Wenn ja, wie und wo, damit es das Auto gut antreiben kann,
aber möglichst wenig oder gar nicht auffällt?
eben nicht kleiner, da die turbine (nicht wie fälschlich angegeben rakete) eine gewissen minimalgröße hat. da empfiehlt sich halt ein truck, auch wegen radstand (länge läuft) und stabilität.
Ja, das ist genau die Szene, die mich auf die Idee brachte! War als Kind meine Lieblings-Szene! Danke, dass ich sie mir nun noch mal ansehen darf!
Ich suche allerdings etwas wesentlich realistischeres. Das mit den Flügeln ist im Film eine tolle Sache, würde aber in der Realität nicht funktionieren.
Ja! Super! Genau das habe ich gesucht! Vielen, vielen Dank! Sternchen dafür.
Mensch, dass ist es! Ein Kombi mit herausgenommener Heckscheibe, da hätte ich auch selber drauf kommen können. Ja, so passt das Ding gut und unauffällig ins Auto.
Wird der Wagen wirklich durch den Luftstrom angetrieben?
Wo ist das Problem? Fehlt es wirklich an dem Quentchen
Fantasie in einer erdachten Geschichte ein erdachtes Auto
vorkommen zu lassen?
Natürlich nicht. Aber wozu das Rad neu erfinden? Wenn man einen Roman schreibt, ist Recherche sehr wichtig. Wer genau weiß, wovon er schreibt, kann viel echter, viel detailreicher und viel interessanter schreiben, als jemand, der sich nur was aus den Fingern saugt. Es ist ein Unterschied, ob ich schreibe: „Da war ein Auto, das hatte hinten irgendwelche Düsen“, oder ob ich genau schildere, wie der Junge das Auto des Diebes entdeckt, einsteigt, die große Maschine sieht, die vor der herunterlassbaren Heckscheibe montiert ist (siehe Video), und erkennt, was es ist, wie das Gerät eingebaut ist, dass es Luft ansaugt, dass hinten Düsen sind, und dann staunend sagt: „Mensch, das ist ja ein Düsentriebwerk!“
oder ob ich genau schildere, wie der Junge das Auto
des Diebes entdeckt, einsteigt, die große Maschine sieht, die
vor der herunterlassbaren Heckscheibe montiert ist (siehe
Video), und erkennt, was es ist, wie das Gerät eingebaut ist,
dass es Luft ansaugt, dass hinten Düsen sind, und dann
staunend sagt: „Mensch, das ist ja ein Düsentriebwerk!“
öhm …
das im video war kein strahltriebwerk (welches mit rückstoß arbeitet) sondern ein wellentriebwerk (am anfang siehst du über die geöffnete seitentür den abtrieb, der nach vorne, also gegen die fahrtrichtung, geht).

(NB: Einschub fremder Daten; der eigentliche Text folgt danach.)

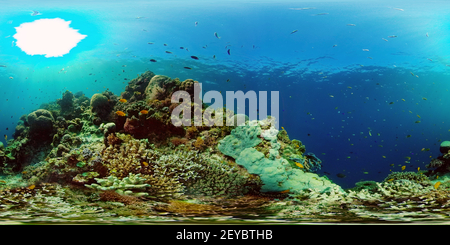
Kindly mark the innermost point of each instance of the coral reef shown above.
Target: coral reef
(78, 157)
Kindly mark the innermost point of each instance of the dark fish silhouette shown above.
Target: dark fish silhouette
(340, 175)
(35, 13)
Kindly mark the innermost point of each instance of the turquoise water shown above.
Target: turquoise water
(363, 84)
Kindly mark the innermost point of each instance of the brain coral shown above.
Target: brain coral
(40, 121)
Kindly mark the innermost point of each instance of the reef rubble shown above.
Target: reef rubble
(122, 156)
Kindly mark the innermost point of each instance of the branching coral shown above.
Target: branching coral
(132, 185)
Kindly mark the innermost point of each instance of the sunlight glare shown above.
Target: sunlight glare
(49, 37)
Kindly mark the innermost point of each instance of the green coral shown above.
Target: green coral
(408, 175)
(131, 185)
(241, 137)
(277, 175)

damit kann man NICHT fliegen. die „düsen“ sind schlicht der auspuff …
das im video war kein strahltriebwerk (welches mit rückstoß
arbeitet) sondern ein wellentriebwerk
Das habe ich mir fast schon gedacht. Schade. Aber ich denke (hoffe), ein Strahltriebwerk könnte man in ähnlicher Weise einbauen, oder? Das mit dem Ausstoß durch die offene Heckscheibe müßte doch gehen. Nur mit der Luftansaugung bin ich mir nicht sicher. Geht das durch die Seitentür oder nicht? Mit dicken Rohren vielleicht? Oder braucht man einen Ansaugtrichter? Wenn ja, müsste der natürlich aufs Dach, weil es sonst Ärger mit der Polizei gibt.